Hypertoric manifolds and hyperK\"ahler moment maps

TL;DR

This paper classifies complete hyperK"ahler manifolds with torus symmetries, explores properties of their hyperK"ahler moment maps, and introduces new examples, highlighting differences from symplectic cases.

Contribution

It provides a classification of certain hyperK"ahler manifolds, analyzes moment map properties, and constructs new examples of hypertoric manifolds with infinite topological type.

Findings

HyperK"ahler moment maps have connected fibers and are surjective in classified cases.

New hypertoric manifolds of infinite topological type are constructed.
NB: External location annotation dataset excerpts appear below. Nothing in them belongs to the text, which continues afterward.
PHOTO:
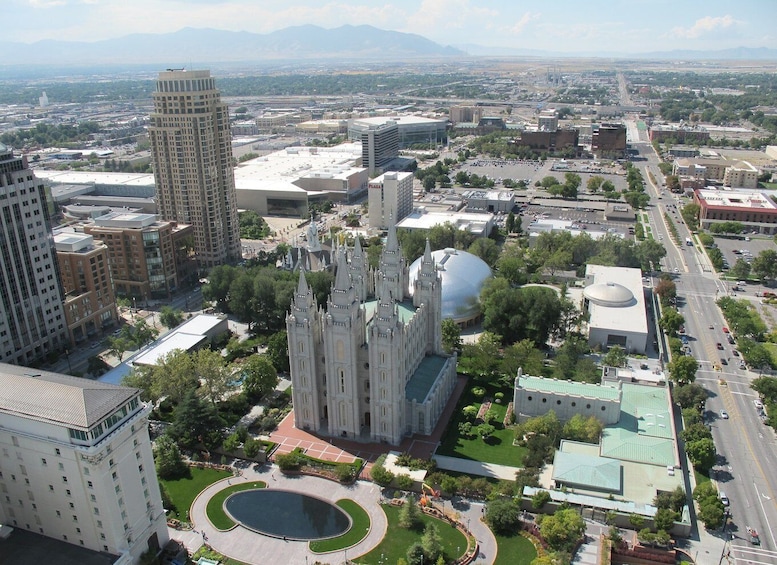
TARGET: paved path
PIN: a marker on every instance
(475, 467)
(249, 547)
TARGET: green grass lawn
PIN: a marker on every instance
(499, 449)
(772, 347)
(360, 527)
(514, 550)
(183, 491)
(215, 508)
(398, 540)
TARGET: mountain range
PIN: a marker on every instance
(297, 43)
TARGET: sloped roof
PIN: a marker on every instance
(587, 471)
(58, 399)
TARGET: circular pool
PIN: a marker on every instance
(286, 514)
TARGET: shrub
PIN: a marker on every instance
(381, 476)
(404, 482)
(540, 498)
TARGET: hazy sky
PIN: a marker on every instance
(622, 26)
Non-Abelian group actions can produce hyperK"ahler moment maps that are not surjective and have disconnected fibers.

Abstract

We discuss various aspects of moment map geometry in symplectic and hyperK\"ahler geometry. In particular, we classify complete hyperK\"ahler manifolds of dimension $4n$ with a tri-Hamiltonian action of a torus of dimension $n$, without any assumption on the finiteness of the Betti numbers. As a result we find that the hyperK\"ahler moment in these cases has connected fibres, a property that is true for symplectic moment maps, and is surjective. New examples of hypertoric manifolds of infinite topological type are produced. We provide examples of non-Abelian tri-Hamiltonian group actions of connected groups on complete hyperK\"ahler manifolds such that the hyperK\"ahler moment map is not surjective and has some fibres that are not connected. We also discuss relationships to symplectic cuts, hyperK\"ahler modifications and implosion constructions.